If you have a business that is particularly vulnerable to theft, like a jewelry store, or payday loan center, you may want to consider bulletproof glass.​

If you have a business that is particularly vulnerable to theft, like a jewelry store, or payday loan center, you may want to consider bulletproof glass. This high security glass is sometimes also called ballistic glass, transparent armor, or bullet-resistant glass. The bullets don’t bounce right off the surface, they are absorbed by layers, and deform the shape of the projectile on impact, rendering it less harmful.

This glass is manufactured by layering together sheets of laminated glass, acrylic, or both. The more layers you have, the more protection you have. These layers are bound together through a chemical process, thereby strengthening it enough to absorb the impact of a bullet or blast. The stopping power is directly proportional to the thickness. Framing systems for this glass can also be bullet resistant to offer added protection.

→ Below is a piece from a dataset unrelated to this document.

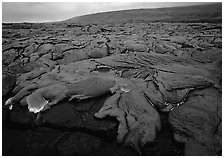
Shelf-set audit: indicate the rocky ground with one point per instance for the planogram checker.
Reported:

Three common types of ballistic security glass are bulletproof acrylic, laminated polycarbonate, and glass clad polycarbonate. These types of glass are rated on a 1-8 scale, with 8 providing the most protection. Commonly, small businesses choose level 1 security glass as a crime deterrent, as it provides enough protection to withstand shots from a small caliber handgun. Level 2, often selected by banks, can withstand higher caliber shots. Level 3 is recommended for buildings like police stations and government facilities, as they have a higher level of threat. Levels 4 – 8 tend to be more for military applications or for embassies overseas. Glass of the highest security like this is custom made and often quite costly.

Additionally, bullet proof glass can be fitted to vehicles, like police cruisers or armored vans.

Things to consider when evaluating options are weight, transparency/optical clarity, and thickness. Typically, the higher the rating level, the heavier the glass. The lower the rating level, the more optical clarity. Thickness is important when retrofitting older buildings, as thicker make-ups often don’t fit the glazing pocket. Lighter materials are more feasible for security doors or portable buildings, and for automotive applications.